Weit entfernt davon mich gefangen zu fühlen, fühlte ich mich bei diesen Sesshins freier denn je in meinem Leben. In meinem gewöhnlichen Leben vermisse ich diese Art der Disziplin in einem Umfang, dass ich mir sie sogar selbst auferlege, wenn ich das eigentlich gar nicht müsste. Ich arbeite von zuhause, ohne festgelegten Zeitplan. Es wäre leicht für mich, lange aufzubleiben und mir die Nacht um die Ohren zu schlagen, und irgendwann aus dem Bett zu rollen, nach dem die Sonne heiß geworden ist. Aber ich mach’s nicht. Auch wenn ich zu Hause keinen Zeitplan wie bei einem Sesshin einhalte, so folge ich doch so weit wie möglich einem festgelegten Muster.

Natürlich weiß jeder, wie militaristische Disziplin im Namen der Religion zu allen Arten von abscheulichen Aktivitäten von Sekten geführt hat, Massen Tötungen und seltsame Haarschnitte. Das ist der Grund, warum Du kein Vollidiot sein darfst: Es gibt einen Unterschied dazwischen einem disziplinierten Lebensstil zu folgen, und Verantwortung für deine eigenen Handlungen an Leute abzuschieben, die offensichtlich wahnsinnig sind.

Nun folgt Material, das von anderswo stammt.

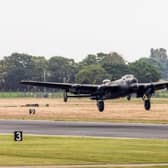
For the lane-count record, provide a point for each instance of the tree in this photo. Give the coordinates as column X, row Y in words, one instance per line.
column 112, row 58
column 92, row 74
column 144, row 71
column 62, row 69
column 116, row 71
column 17, row 67
column 89, row 60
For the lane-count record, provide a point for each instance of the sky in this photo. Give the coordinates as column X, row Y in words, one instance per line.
column 76, row 28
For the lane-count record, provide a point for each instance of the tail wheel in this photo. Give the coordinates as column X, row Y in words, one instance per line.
column 100, row 105
column 147, row 104
column 65, row 97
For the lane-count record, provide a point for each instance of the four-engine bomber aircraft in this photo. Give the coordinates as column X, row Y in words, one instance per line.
column 124, row 87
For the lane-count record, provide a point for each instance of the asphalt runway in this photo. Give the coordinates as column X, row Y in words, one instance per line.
column 99, row 129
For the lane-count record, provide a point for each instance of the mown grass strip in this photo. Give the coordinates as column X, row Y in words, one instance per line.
column 42, row 150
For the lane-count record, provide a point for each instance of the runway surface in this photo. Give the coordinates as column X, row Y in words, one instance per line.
column 100, row 129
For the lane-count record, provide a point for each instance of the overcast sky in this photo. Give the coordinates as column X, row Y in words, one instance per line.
column 75, row 28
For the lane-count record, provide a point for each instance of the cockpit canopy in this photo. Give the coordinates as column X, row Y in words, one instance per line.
column 129, row 77
column 105, row 81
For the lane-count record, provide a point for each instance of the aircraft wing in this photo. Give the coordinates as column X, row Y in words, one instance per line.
column 160, row 85
column 63, row 86
column 155, row 85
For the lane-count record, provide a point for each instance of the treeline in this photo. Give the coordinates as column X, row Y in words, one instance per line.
column 93, row 69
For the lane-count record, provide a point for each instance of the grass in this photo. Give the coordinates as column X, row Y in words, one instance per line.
column 43, row 150
column 118, row 110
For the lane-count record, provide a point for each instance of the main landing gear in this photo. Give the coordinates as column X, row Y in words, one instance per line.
column 65, row 96
column 100, row 105
column 147, row 103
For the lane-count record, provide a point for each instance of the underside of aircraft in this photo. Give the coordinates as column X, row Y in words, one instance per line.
column 124, row 87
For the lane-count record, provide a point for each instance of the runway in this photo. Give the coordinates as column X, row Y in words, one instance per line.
column 98, row 129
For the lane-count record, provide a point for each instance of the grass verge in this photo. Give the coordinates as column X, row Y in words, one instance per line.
column 43, row 150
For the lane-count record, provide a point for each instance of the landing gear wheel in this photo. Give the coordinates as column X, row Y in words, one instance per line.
column 129, row 98
column 65, row 97
column 100, row 105
column 147, row 104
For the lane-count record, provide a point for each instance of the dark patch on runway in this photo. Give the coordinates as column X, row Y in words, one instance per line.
column 100, row 129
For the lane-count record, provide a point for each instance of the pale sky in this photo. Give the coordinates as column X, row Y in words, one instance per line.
column 75, row 28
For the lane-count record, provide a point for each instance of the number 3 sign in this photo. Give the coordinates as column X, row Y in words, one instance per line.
column 18, row 135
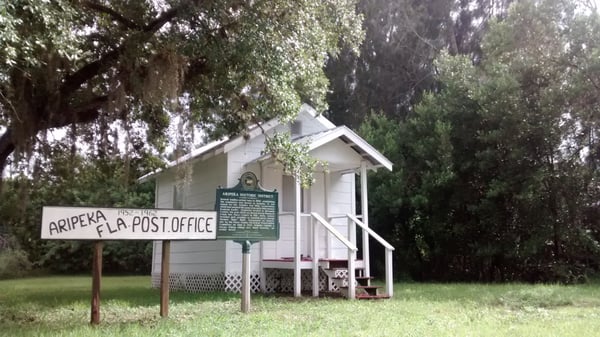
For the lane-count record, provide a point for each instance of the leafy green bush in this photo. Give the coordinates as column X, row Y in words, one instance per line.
column 13, row 263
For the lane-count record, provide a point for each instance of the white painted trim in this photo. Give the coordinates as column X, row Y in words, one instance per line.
column 297, row 239
column 364, row 202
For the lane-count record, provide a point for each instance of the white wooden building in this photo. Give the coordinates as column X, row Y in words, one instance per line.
column 317, row 226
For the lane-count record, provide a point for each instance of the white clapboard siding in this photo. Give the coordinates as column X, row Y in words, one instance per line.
column 194, row 256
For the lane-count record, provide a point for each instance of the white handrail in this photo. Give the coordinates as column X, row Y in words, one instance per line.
column 371, row 232
column 334, row 231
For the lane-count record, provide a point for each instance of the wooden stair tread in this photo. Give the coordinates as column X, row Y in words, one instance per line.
column 356, row 278
column 372, row 297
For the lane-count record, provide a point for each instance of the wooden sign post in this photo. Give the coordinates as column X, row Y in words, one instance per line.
column 96, row 277
column 88, row 223
column 247, row 214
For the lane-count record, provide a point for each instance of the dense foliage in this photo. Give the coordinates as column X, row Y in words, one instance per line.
column 396, row 61
column 213, row 67
column 496, row 173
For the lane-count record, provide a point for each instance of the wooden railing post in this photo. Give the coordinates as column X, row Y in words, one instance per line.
column 389, row 273
column 315, row 257
column 351, row 260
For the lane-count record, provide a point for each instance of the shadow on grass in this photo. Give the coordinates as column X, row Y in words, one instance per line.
column 64, row 291
column 513, row 295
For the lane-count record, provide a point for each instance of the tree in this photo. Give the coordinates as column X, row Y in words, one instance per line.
column 396, row 61
column 217, row 65
column 496, row 173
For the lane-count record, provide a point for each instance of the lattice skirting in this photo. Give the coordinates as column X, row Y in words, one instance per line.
column 282, row 280
column 277, row 280
column 193, row 282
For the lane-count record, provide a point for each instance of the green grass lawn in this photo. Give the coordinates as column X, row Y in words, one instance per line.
column 60, row 306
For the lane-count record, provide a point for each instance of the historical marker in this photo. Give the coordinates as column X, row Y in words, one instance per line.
column 247, row 213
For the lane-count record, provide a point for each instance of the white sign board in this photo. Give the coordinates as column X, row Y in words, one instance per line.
column 89, row 223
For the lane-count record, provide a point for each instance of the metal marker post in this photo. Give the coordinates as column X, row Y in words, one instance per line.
column 245, row 275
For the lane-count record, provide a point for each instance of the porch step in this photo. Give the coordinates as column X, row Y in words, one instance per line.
column 372, row 297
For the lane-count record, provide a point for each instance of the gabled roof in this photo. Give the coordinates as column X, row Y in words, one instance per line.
column 314, row 140
column 350, row 138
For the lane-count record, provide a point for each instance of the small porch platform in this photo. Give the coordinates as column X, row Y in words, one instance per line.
column 307, row 262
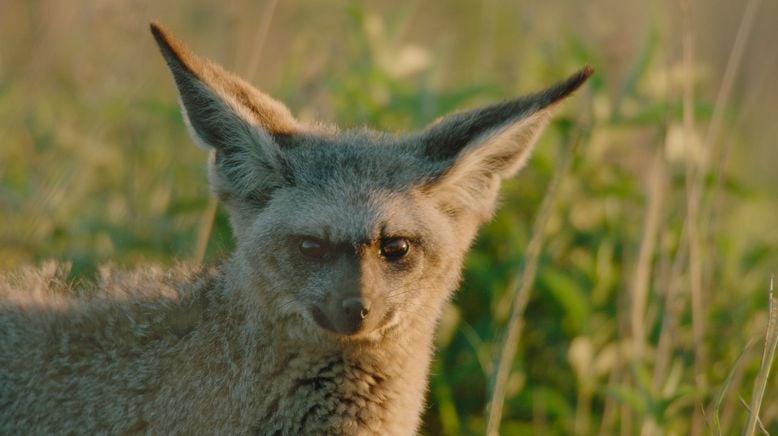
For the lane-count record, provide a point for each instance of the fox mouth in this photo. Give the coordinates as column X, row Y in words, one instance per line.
column 355, row 325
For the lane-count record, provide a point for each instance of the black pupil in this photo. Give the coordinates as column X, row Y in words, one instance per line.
column 395, row 248
column 312, row 248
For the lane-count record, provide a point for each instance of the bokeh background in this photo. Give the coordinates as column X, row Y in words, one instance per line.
column 650, row 303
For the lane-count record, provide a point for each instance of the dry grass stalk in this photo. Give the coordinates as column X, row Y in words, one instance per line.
column 760, row 384
column 521, row 292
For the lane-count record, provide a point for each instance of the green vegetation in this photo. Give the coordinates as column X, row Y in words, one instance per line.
column 648, row 310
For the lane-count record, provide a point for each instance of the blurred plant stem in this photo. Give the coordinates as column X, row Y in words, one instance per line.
column 760, row 384
column 694, row 175
column 521, row 293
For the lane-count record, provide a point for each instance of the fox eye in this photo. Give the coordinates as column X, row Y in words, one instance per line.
column 313, row 248
column 395, row 248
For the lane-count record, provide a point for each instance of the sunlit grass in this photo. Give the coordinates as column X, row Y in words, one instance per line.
column 96, row 166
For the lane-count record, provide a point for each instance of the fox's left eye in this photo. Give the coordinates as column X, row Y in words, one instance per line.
column 395, row 248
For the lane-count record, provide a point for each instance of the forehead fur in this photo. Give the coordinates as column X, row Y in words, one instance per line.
column 354, row 160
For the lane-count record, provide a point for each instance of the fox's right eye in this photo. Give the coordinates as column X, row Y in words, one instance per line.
column 313, row 248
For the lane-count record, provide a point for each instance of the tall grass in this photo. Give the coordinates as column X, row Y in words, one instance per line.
column 626, row 267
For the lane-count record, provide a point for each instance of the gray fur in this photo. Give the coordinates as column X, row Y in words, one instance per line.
column 257, row 344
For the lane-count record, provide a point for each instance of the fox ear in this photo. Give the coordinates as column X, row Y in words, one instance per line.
column 232, row 118
column 473, row 151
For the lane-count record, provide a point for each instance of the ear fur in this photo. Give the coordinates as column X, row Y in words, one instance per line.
column 475, row 150
column 232, row 118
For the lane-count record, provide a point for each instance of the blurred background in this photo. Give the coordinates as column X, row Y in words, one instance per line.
column 649, row 307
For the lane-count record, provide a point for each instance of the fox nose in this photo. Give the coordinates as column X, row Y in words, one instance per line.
column 355, row 310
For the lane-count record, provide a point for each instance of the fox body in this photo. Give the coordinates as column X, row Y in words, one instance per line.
column 348, row 245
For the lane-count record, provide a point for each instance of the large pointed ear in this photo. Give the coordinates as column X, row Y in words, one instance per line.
column 473, row 151
column 232, row 118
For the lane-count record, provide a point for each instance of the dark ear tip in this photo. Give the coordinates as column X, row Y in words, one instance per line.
column 159, row 32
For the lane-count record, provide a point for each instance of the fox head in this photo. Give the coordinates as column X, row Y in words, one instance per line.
column 348, row 233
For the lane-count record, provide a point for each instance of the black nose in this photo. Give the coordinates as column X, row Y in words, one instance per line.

Lern den Unterschied zu erkennen.

Ich würde niemals behaupten, ich hätte Die Antwort für das Problem der Depression. Aber ich kann sagen, was mir geholfen hat, und was mir immer noch hilft. Es ist keine so einfache und schnelle Lösung wie jeden Tag ein paar Pillen zu schlucken. Aber auf lange Sicht ist es besser zu lernen, wie man mit sich selbst umgeht, anstatt die ganze Arbeit Medikamenten zu überlassen. Zumindest wirst du so nie vergessen, dein Rezept einzulösen. Dennoch, die Lösung, die mir geholfen hat, erfordert es, sich gegen das zu entscheiden, was die meisten Menschen als „normale“ Lebensweise und „normalen“ übermäßigen Luxus betrachten. Wenn du bereit bist, dieses Opfer zu bringen, wirst du sehen, dass es eigentlich gar kein Opfer ist.